Before Lavish Designs opened last spring in Luverne, there weren't any clothing stores left on Main Street.
"As terrible as it sounds, the only competition we have is Shopko; so they don't have to drive to Sioux Falls. We have a lot of clothing the buckle carries," owner Amanda McTigue said.
McTigue says the fact that there is no tax on clothing in Minnesota keeps the locals here to buy her jeans, rather than driving the 20 minutes or so across the border to Sioux Falls to get them. It also draws out-of-staters in.
"I have a lot of clients from South Dakota.
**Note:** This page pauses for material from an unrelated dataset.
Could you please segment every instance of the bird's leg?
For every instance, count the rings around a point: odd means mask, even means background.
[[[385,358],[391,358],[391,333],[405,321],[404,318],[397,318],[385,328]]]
They met me at vendor fairs and because they realized we don't have sales tax, they come over here," McTigue said.
Minnesota is one of seven states that doesn't tax clothing and McTigue says imposing a six or seven percent tax would kill her competitive advantage.
Right now, the most expensive items at Lavish Designs are jeans for about $50 or boots for $65. The proposed legislation would only tax clothing over $200. However, McTigue is worried it is opening up a very slippery slope.
"If they start doing it I think we'll see repetition; and it will eventually come to us," McTigue said.
Minnesota's tax exemption list not only includes clothing and other necessities, but also a long list of consumer services. Haircuts are one of them and the owner of Salon 75 doesn't want a new tax.
"I'd like to see it not happen because it's just another tax on top of all the other taxes we have already; so I'd like to see them find it somewhere else other than this because this is something Minnesota can offer as a state," Salon 75 owner Faye Bremer said.
Salon 75 says low prices along with the tax savings also draws customers from Sioux Falls to Luverne; but that could change.
"It will be something passed onto the consumer because that's how that works. That would be something we'd have to look into and think about," Bremer said.
Supporters say taxing clothes and other services could bring in enough money to actually lower the state sales tax rate overall.